Até as quatro horas da manhã Salustiano ardeu em um a febre implacável. Eu havia-o conduzido para a minha casa na cidade, sem saber mesmo onde habitava a mãe do artista, ou se ela estaria no Recife àquela hora.
O médico que receitou ao doente era o antigo facultativo que eu pela primeira vez encontrara na casa da rua da Roda. Ministrou-lhe uma simples beberagem e exigiu-me o maior cuidado com o enfermo.
— Este rapaz acaba mal! disse-me ele tristemente. — É a sina dos artistas e dos poetas — continuou com um doce sorriso: — o corpo humano não pode suportar por muito tempo os vôos da essência divina.
— E haverá perigo?
— É de crer que não. Isto passará com facilidade... mas depois? Quem sabe se amanhã um novo excesso virá prostrá-lo deveras? Pobre Salustiano!
Quando o médico se retirou, sentei-me à cabeceira do doente. Contemplei então o rosto macilento, úmido pelas transpirações da febre, e fiz uma idéia dos sofrimentos por que passava a desventurada alma daquele louco ideal. Tremiam-lhe os lábios abrasados, de vez em quando, como se articulassem um nome, uma oração querida. As mãos cadavéricas, cruzadas sobre o peito ofegante, pareciam já as de um defunto à espera das fúnebres dobras do seu derradeiro lençol.
Auxiliou-me um companheiro de casa, A. R. (lerá ele estas páginas?), a verter o remédio através dos dentes cerrados convulsivamente.
Aos primeiros clarões da manhã Salustiano abriu os olhos e volveu-os em redor de si com espanto e terror. Apertei-lhe a mão ardente e pronunciei em voz baixa o seu nome. O artista olhou-me longamente, sem pestanejar, e com os sobrolhos unidos, como quem se esforça por atrair à memória lembranças fugidas. De súbito, porém, fechou os olhos e tornou-se imóvel, qual se o torpor da moléstia o petrificara completamente.
Descansei a mão sobre o seu peito; o coração batia brusco e precípite como o de uma criatura arquejante.
Decorreram alguns minutos em que eu, com a vista no céu, em cujos flocos vaporosos a madrugada estendia as suas harmônicas luzes, me entreguei às pesarosas cogitações que o estado de Salustiano suscitava-me ao espírito preocupado.

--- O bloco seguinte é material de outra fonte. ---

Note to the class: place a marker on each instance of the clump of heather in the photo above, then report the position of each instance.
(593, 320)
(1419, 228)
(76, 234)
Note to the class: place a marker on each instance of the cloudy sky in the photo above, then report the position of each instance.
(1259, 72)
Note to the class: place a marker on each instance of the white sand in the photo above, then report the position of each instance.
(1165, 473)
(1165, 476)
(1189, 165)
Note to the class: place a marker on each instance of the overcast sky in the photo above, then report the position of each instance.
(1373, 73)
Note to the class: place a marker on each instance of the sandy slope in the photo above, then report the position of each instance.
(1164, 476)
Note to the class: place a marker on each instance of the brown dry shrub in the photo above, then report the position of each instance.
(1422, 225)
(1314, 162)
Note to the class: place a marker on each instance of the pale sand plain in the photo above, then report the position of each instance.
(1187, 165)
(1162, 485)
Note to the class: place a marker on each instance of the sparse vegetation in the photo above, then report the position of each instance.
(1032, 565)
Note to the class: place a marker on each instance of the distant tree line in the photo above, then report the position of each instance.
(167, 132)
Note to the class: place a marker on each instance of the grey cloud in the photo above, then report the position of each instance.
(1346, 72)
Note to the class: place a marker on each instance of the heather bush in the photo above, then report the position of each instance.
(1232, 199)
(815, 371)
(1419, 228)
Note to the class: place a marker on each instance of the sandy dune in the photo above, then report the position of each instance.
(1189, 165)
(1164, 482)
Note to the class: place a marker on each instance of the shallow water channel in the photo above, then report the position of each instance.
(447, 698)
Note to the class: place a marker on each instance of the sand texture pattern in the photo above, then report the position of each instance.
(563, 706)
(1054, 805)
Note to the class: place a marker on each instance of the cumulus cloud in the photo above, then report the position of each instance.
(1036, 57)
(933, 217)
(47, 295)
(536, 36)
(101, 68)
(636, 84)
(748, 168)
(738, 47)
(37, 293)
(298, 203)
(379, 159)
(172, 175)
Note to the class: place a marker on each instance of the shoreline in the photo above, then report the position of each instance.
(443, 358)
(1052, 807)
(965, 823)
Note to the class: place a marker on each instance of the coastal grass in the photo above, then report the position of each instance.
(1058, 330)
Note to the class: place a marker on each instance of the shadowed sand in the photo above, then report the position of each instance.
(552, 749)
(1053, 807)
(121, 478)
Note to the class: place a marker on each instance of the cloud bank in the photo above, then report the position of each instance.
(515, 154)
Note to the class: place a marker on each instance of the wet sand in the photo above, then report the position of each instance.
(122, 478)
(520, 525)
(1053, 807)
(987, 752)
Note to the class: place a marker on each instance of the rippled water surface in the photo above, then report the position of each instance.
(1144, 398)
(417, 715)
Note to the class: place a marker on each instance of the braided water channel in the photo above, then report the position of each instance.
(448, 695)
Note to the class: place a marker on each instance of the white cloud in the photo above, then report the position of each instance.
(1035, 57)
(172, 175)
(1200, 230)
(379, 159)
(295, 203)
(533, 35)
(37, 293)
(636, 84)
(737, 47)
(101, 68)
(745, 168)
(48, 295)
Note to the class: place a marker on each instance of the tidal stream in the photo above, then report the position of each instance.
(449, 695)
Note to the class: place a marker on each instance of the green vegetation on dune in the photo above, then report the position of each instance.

Um som flébil e suave partiu o silêncio do gabinete, espécie de rumor de asas invisíveis ou de suspiros de criança, que sonha com os brincos do paraíso.
Outro som, mais outro, outros ainda sucediam-se sem intermitência, com uma angélica melodia. Voltei-me para o doente e vi que era de sua boca adormecida que as notas se desprendiam...
Nuvem rosada subia-lhe das faces à fronte inspirada e seus lábios frementes, como as cordas sonoras de uma harpa, reproduziam os sons sem que a harmonia perdesse o mínimo compasso e a menor partícula de doçura.
Os lábios despediram notas mais rápidas e seguidas, entrelaçavam-se os ais e as melodias com uma formosura igual à dos concertos das aves escondidas na sombra, à hora do crepúsculo, que é quando a natureza enlanguesce e os pássaros cantam os triunfos do dia que desmaia.
Assim, em cardumes misteriosos, em serenos adejos em vôos peregrinos e castos, o artista criava, sonhando talvez com a glória, um dos seus mais caprichosos poemas musicais. Eu pendia extático dos lábios vibrantes, e meu coração banhava-se nas águas lustrais daquelas harmonias com uma ânsia sobrenatural.
Pouco a pouco os sons diminuíram, estremeceu a boca terminando o suspiro da última nota, e o silêncio foi interrompido apenas pelos sussurros da natureza que despertava.
Os campanários soavam em todas as igrejas e a luz entrando pelas janelas aclarava ao mesmo tempo a cabeça imóvel de Salustiano e a roupa de polichinelo, envolta em trapos e guizos, aos pés da cama.